Bis zur Zeit des zweiten Weltkrieges wurde allgemein angenommen, daß Ulpiana angesichts der Ähnlichkeit der Namen mit dem heutigen modernen Städtchen Lipljan zu identifizieren sei. Falsch?
Von Enver HOXHAJ
In dieser Arbeit wollen wir Entstehung, Entwicklung und Untergang der frühchristlichen Gemeinde in der spätantiken Stadt Ulpiana von der zweiten Hälfte des 2. bis zum Ende des 6. Jh.s untersuchen, um einen bisher in der Forschung nicht beachteten Abschnitt frühchristlicher Geschichte nachzuzeichnen.1 Ulpiana ist wohl aus einer älteren dardanischen Siedlung, vielleicht aber auch erst aus einem römischen Militärlager hervorgegangen.2 Jedenfalls wurde die Siedlung irgendwann im 2. Jh. als municipium Ulpianum, res publica Ulpiana mit dem römischen Stadtrecht ausgestattet.

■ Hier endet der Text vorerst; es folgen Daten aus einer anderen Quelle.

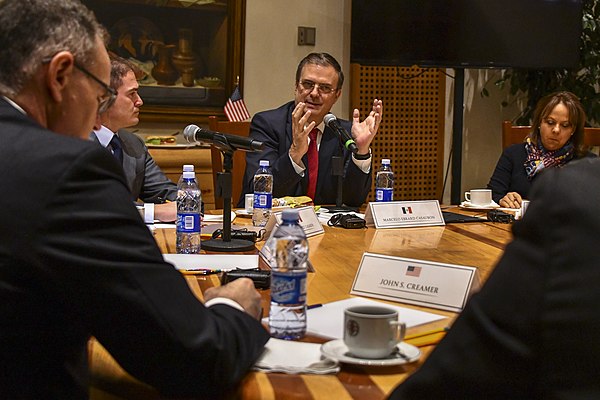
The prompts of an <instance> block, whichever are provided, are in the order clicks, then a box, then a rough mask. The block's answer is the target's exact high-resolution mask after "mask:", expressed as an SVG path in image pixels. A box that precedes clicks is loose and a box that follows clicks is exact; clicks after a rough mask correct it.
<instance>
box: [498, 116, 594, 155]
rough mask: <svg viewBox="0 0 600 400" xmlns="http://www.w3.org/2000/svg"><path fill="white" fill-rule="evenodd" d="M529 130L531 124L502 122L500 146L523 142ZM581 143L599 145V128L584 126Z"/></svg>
mask: <svg viewBox="0 0 600 400" xmlns="http://www.w3.org/2000/svg"><path fill="white" fill-rule="evenodd" d="M530 131H531V126H513V124H512V122H510V121H503V122H502V148H503V149H505V148H507V147H508V146H510V145H512V144H515V143H523V142H524V141H525V137H527V135H528V134H529V132H530ZM583 144H585V145H586V146H600V128H590V127H585V128H584V129H583Z"/></svg>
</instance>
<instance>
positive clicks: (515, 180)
mask: <svg viewBox="0 0 600 400" xmlns="http://www.w3.org/2000/svg"><path fill="white" fill-rule="evenodd" d="M586 157H596V155H595V154H594V153H588V154H587V155H586ZM526 159H527V150H525V143H517V144H513V145H511V146H508V147H507V148H506V149H505V150H504V151H503V152H502V155H501V156H500V159H499V160H498V164H496V169H494V173H493V174H492V177H491V178H490V182H489V183H488V185H487V187H488V189H492V199H493V200H494V201H495V202H496V203H498V202H499V201H500V199H501V198H503V197H504V196H506V194H507V193H508V192H517V193H519V194H520V195H521V197H523V198H524V199H528V198H529V191H530V190H531V185H532V184H533V182H535V181H536V180H537V178H538V176H539V175H541V174H537V175H536V176H534V177H533V179H532V180H529V179H528V178H527V174H526V173H525V166H524V164H525V160H526ZM543 172H545V171H543Z"/></svg>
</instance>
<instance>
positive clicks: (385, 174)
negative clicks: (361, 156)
mask: <svg viewBox="0 0 600 400" xmlns="http://www.w3.org/2000/svg"><path fill="white" fill-rule="evenodd" d="M375 201H394V173H393V172H392V168H391V167H390V160H389V159H388V158H384V159H383V160H381V168H380V169H379V171H377V175H376V177H375Z"/></svg>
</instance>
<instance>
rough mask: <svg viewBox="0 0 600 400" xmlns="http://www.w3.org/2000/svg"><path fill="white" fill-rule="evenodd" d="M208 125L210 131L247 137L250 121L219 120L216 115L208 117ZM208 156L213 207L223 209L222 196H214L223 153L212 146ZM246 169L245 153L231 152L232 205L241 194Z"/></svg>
mask: <svg viewBox="0 0 600 400" xmlns="http://www.w3.org/2000/svg"><path fill="white" fill-rule="evenodd" d="M208 127H209V129H210V130H211V131H215V132H221V133H229V134H233V135H238V136H245V137H248V135H249V134H250V122H249V121H244V122H227V121H219V120H218V119H217V117H215V116H210V117H208ZM210 158H211V163H212V173H213V188H214V189H215V207H216V208H217V209H223V198H222V197H217V196H216V187H217V172H222V171H223V155H222V154H221V152H220V151H219V150H217V149H215V148H214V147H211V149H210ZM245 170H246V153H245V152H243V151H236V152H234V153H233V168H232V170H231V202H232V205H233V207H235V206H236V205H237V202H238V200H239V198H240V196H241V194H242V184H243V179H244V171H245Z"/></svg>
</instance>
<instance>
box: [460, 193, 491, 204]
mask: <svg viewBox="0 0 600 400" xmlns="http://www.w3.org/2000/svg"><path fill="white" fill-rule="evenodd" d="M465 200H467V201H468V202H469V203H471V204H472V205H474V206H487V205H489V204H491V203H492V191H491V190H490V189H471V191H470V192H465Z"/></svg>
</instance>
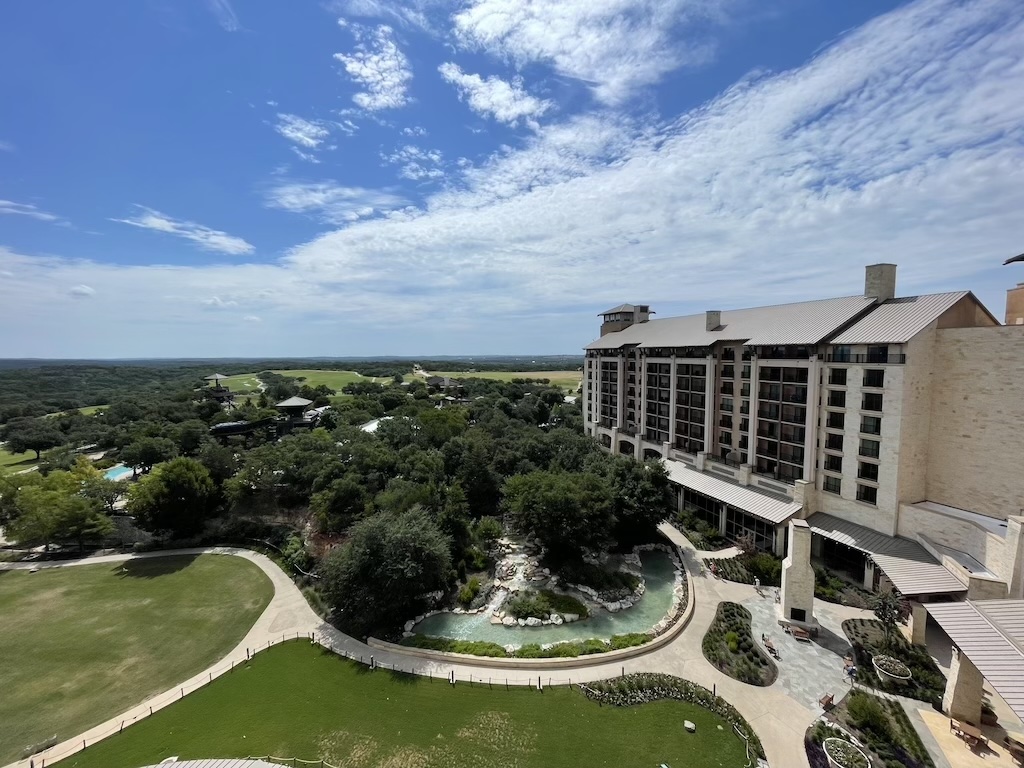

Die Frage, ob sie schon zur Herrschaftszeit Traians (98-117) oder erst unter Hadrian (117-138) zum Munizipium erhoben wurde, muß jedoch bisher als offen betrachtet werden.4 Ebenso wie die Gründungszeit war in der früheren Literatur auch die Lage der Stadt sehr umstritten. Bis zur Zeit des zweiten Weltkrieges wurde allgemein angenommen, daß Ulpiana angesichts der Ähnlichkeit der Namen mit dem heutigen modernen Städtchen Lipljan zu identifizieren sei, wo tatsächlich einige lateinische Inschriften zutage gekommen sind, Spuren einer spätantiken und frühbyzantinischen Siedlung entdeckt wurden, und dessen Name Lypenion, Lypiana erstmals im 4. Jh. in der Überlieferung vorkommt.5 Das Problem der Identifizierung von Ulpiana wird jedoch nach heutigem Forschungsstand als gelöst betrachtet, nachdem in den Jahren 1954/1959 systematische Ausgrabungen in einem Ort 1,5 km westlich vom heutigen Dorf Graçanica, 7 km südlich von der Hauptstadt der Provinz Kosova, Prishtina, durchgeführt wurden.6 Im Rahmen dieser Ausgrabungen, die im geringeren Ausmaß bis heute fortgeführt werden, wurde die römische und frühbyzantinische Stadt Ulpiana nun tatsächlich freigelegt, die innerhalb ihrer Mauren ein Stadtgebiet von 35,5 Hektar umfaßte. Die Entstehung der römischen Gründung darf wohl mit dem Bau des Straßennetzes im 1. Jh. in Verbindung gebracht werden, wobei sie, tief im Amselfeld gelegen, die Rolle eines Knotenpunktes zwischen der römischen Route Lezhë-Niš (Lissus-Naissus) und der vom Scupi durch das Amselfeld nach Novi Pazar führenden Straße spielte. Der Aufschwung der Stadt und die Einrichtung des Munizipiums kann durch die intensive Bergbautätigkeit (metalla Ulpiana) in den noch heute reichen Bergwerken der Umgebung von Prishtina erklärt werden.7 Wie im Laufe des 2. und 3. Jh.s, also zur Zeit des Prinizipates, stellte Ulpiana auch in den darauffolgenden Jahrhunderten während des Dominats nach Scupi (Skopje) die zweite bedeutende Stadt des dardanischen Gebiets dar. Dardanien, das ungefähr die heutigen Landschaften der Provinz Kosova, Südserbiens und Westmakedoniens umfaßte, gehörte vom 1. bis 3. Jh. zur römischen Provinz Moesia Superior.